Rep. Adam Kinzinger, R-Ill., questions witnesses during the House select committee hearing on the Jan. 6 attack on Capitol Hill in Washington, July 27, 2021.

Andrew Harnik, Associated Press

As Rep. Adam Kinzinger, R-Ill., wraps up his final term in the House, he says his biggest regret was not voting to impeach former President Donald Trump the first time.

Kinzinger was one of 10 House Republicans who voted to impeach Trump last year for incitement of insurrection, but no House Republican voted to impeach Trump in 2019 for abuse of power and obstruction of Congress.

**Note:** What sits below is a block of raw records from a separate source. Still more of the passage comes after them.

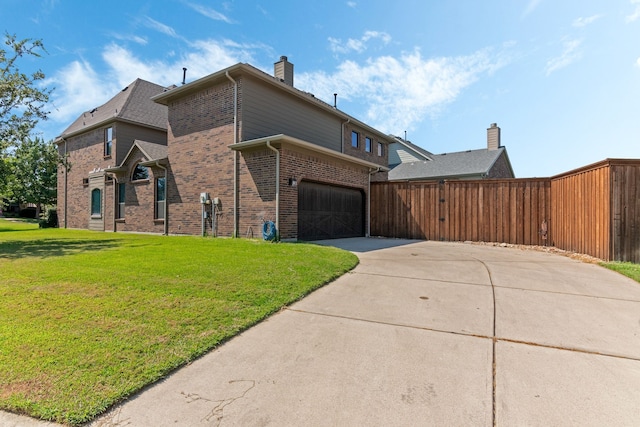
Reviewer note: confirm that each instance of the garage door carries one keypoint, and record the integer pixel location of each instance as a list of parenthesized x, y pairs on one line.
[(329, 212)]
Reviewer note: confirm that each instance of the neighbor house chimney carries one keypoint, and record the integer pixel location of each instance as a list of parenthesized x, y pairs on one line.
[(493, 137), (283, 70)]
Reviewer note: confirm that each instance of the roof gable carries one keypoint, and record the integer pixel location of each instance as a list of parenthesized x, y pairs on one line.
[(132, 104)]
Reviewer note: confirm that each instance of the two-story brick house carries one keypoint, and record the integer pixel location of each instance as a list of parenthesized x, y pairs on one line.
[(253, 145)]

Kinzinger, who’s serving his sixth term in the House, said his vote against impeaching Trump is the vote he regrets most about his time in office.

“My biggest regret was voting against the first impeachment of Donald Trump,” Kinzinger tweeted Friday. “It’s important for political leaders to be transparent and admit regret when needed.”

The House voted 230-197 to impeach Trump in 2019, after he was accused of withholding military aid to Ukraine to pressure Ukrainian President Volodymyr Zelenskyy to investigate then-presidential candidate Joe Biden and his son Hunter. Trump was acquitted by the Senate the following year. All Senate Republicans voted not guilty except Sen. Mitt Romney, R-Utah, who voted guilty on the abuse of power charge, becoming the first U.S. senator ever to vote to convict a president of his own party.

“The bottom line, Donald Trump withheld lethal aid to Ukraine so he could use it as leverage for his campaign,” Kinzinger wrote. “This is a shameful and illegal act, directly hurting the Ukraine defense today.”

Trump’s warm relationship with Russia’s autocratic President Vladimir Putin has come under heightened criticism from some Republicans since Russia’s invasion of Ukraine, and his stance on Russia alienates him from a majority of the Republican Party.

Since 2019, Republicans were usually more likely to view Russia as more of an ally than an enemy than Democrats, but a post-invasion Economist-YouGov poll released Friday showed that has changed. The poll found 88% of Republicans now view Russia as either unfriendly or an enemy, along with 83% of Democrats and 81% of independents. The poll, of 1,500 American adults, was conducted March 5-8 and has a margin of error of plus or minus 2.7 percentage points.

Kinzinger tweeted that he wished he could go back in time and vote to impeach Trump, but can’t and wants to look forward.

“What we can do now is to ensure that this never happens again, and that we all put the interests of our nation above our party,” he said.